Republicans are thankful for President Barack Obama’s health-care law; it provides a respite from their bitter schisms.
The government shutdown and the near-default were devastating for the party. If it takes a drubbing, as expected, in the Virginia gubernatorial race this week, there will be fresh recriminations.
Looming is the immigration debate, which is even more divisive and politically perilous for Republicans. The House leadership will decide in the next few weeks whether to take up piecemeal measures, with an eye toward an eventual resolution with a Senate-passed bill, or to scuttle the law.
The party is as divided as the stakes are huge. Hundreds of conservative evangelicals and business people were in Washington last week to lobby for a bill. This is unprecedented support from those quarters.
But grass-roots activists and many right-wing politicians hate the Senate bill, which grants a pathway to citizenship for undocumented immigrants. Its opponents argue that it’s a Democratic scheme and a gift to Obama.
This despite overwhelming evidence that the growing Hispanic and Asian-American electorates, and young voters, are strongly pro-immigration reform and are punishing Republicans at the polls. In an analysis of the 2012 elections, the Republican National Committee said that to attract more of the Hispanic vote, the party “must embrace and champion immigration reform.”
Speaker John Boehner and most of the House Republican leaders understand this. They would like to bring up a number of popular measures such as ones beefing-up border security, requiring worker verification and perhaps even legalizing younger immigrants, and figure out later how to reconcile them with the Senate-passed bill.

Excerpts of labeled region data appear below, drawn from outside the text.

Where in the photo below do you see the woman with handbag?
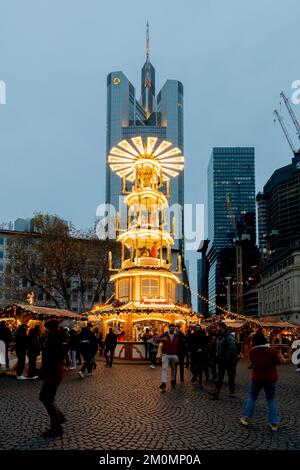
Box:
[240,331,281,431]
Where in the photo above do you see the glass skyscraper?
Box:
[106,31,184,251]
[106,25,189,302]
[206,147,256,314]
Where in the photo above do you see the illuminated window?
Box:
[119,279,129,302]
[142,278,158,297]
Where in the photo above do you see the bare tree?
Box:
[5,214,120,310]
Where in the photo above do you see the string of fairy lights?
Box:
[180,281,260,325]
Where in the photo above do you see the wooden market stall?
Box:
[0,304,86,328]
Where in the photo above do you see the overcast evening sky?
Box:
[0,0,300,302]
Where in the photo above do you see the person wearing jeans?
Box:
[240,331,280,431]
[208,322,238,399]
[157,324,179,392]
[39,320,66,437]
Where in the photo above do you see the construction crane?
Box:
[225,193,243,313]
[274,109,297,155]
[280,91,300,139]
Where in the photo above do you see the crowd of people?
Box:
[0,320,298,436]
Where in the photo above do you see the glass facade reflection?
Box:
[206,147,256,314]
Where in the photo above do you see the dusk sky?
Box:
[0,0,300,298]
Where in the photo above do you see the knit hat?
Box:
[44,320,58,333]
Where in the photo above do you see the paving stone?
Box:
[0,360,300,450]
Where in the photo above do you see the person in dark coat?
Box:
[68,329,79,369]
[16,324,28,380]
[176,325,186,382]
[0,320,12,369]
[40,320,66,437]
[27,325,41,380]
[208,331,217,381]
[142,328,151,360]
[78,323,98,379]
[185,328,192,369]
[190,325,209,385]
[104,328,117,367]
[240,332,280,431]
[209,322,238,399]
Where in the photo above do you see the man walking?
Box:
[157,323,179,392]
[176,325,186,382]
[0,320,12,369]
[16,323,28,380]
[78,323,98,379]
[190,325,209,386]
[209,322,238,399]
[104,328,117,367]
[40,320,66,437]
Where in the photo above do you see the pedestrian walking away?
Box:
[157,323,179,392]
[190,325,209,386]
[209,322,238,399]
[148,330,159,369]
[142,328,151,359]
[27,325,41,380]
[40,320,66,437]
[16,324,28,380]
[104,328,117,367]
[78,323,98,379]
[68,328,80,369]
[0,320,12,369]
[176,325,186,382]
[240,331,281,431]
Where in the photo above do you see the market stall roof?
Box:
[85,301,202,320]
[257,317,299,329]
[0,304,86,320]
[201,318,246,329]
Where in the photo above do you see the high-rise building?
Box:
[106,23,190,303]
[106,23,184,254]
[257,152,300,323]
[257,154,300,254]
[202,147,256,314]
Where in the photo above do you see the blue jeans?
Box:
[243,382,280,424]
[71,351,77,368]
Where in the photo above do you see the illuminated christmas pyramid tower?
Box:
[91,137,198,358]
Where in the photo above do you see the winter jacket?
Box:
[105,332,117,349]
[177,331,186,356]
[69,330,79,351]
[0,324,12,346]
[190,330,208,354]
[16,327,28,354]
[27,330,41,356]
[216,332,238,364]
[40,333,65,381]
[249,345,280,383]
[159,331,179,356]
[79,328,98,354]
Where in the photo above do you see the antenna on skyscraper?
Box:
[146,21,150,64]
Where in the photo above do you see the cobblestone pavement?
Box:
[0,360,300,450]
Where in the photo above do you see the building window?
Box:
[142,277,159,298]
[119,279,129,302]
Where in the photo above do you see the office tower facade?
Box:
[257,153,300,323]
[106,24,187,304]
[257,155,300,254]
[205,147,256,315]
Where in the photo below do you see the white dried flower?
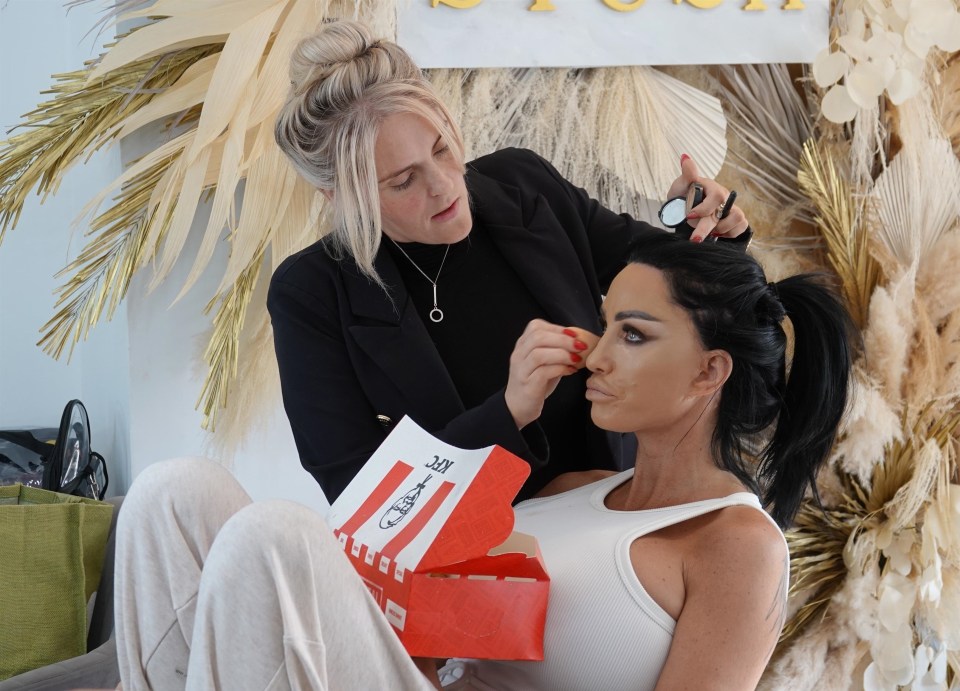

The problem is the several dozen members belonging to a “hell, no” contingent in House who will vote against any measure, even those they support, suspecting that they could be falling into a trap leading to a deal with the Senate. The speaker probably needs Democratic votes to secure passage.
But House Democratic leader Nancy Pelosi, who has a more unified caucus in support of immigration reform, will only provide those votes if the trap is real. She, the president and most Democrats insist on a comprehensive bill.
Privately, Republicans are experimenting with different strategies, with House Budget Committee Chairman Paul Ryan in the forefront on the most controversial questions of legalization and citizenship. But the shutdown debacle has embittered some members and made them even less willing to be accommodating.
Senator Marco Rubio, a conservative who played a leading role in winning passage of the comprehensive bill in June, is emblematic of the divisiveness of the issue. His support for reform has demonstrably hurt his presidential ambitions among rank-and-file Republicans. The Florida lawmaker has since tried to placate the right on issues such as abortion and the government shutdown.
Last week, Rubio suggested that the House ought to adopt a scaled-back version of the law, taking up piecemeal measures. He no longer participates in immigration strategy with the other members of the bipartisan Group of Eight who steered the bill through the Senate.
Privately, some Republicans argue that even if immigration is a problem with voters nationally, it doesn’t affect their hold on the House because most of the party’s representatives are from safe districts. They ought to look at a recent study commissioned by the Campaign for Community Change. It’s a left-wing group, but the data, based on demographic changes among Hispanics and Asian-Americans, suggest that, all things being equal, Republicans would lose more than a dozen seats in the next two elections because of the immigration issue alone.
Frank Sharry, executive director of America’s Voice and an advocate of immigration reform who has worked with Republicans and Democrats, shakes his head: “Every day, there is this relentless demographic change, and they act like nothing is happening.”
Rob Paral, a demographer who worked on the study, says many younger voters are also “much more immigration friendly.”
One consideration is that the immigration debate can be postponed until next year, once Republican primaries are over; the calendar and election-year environment make that unlikely.
That means that what the speaker and his lieutenants decide in the next few weeks could affect how Republicans fare in the next few decades.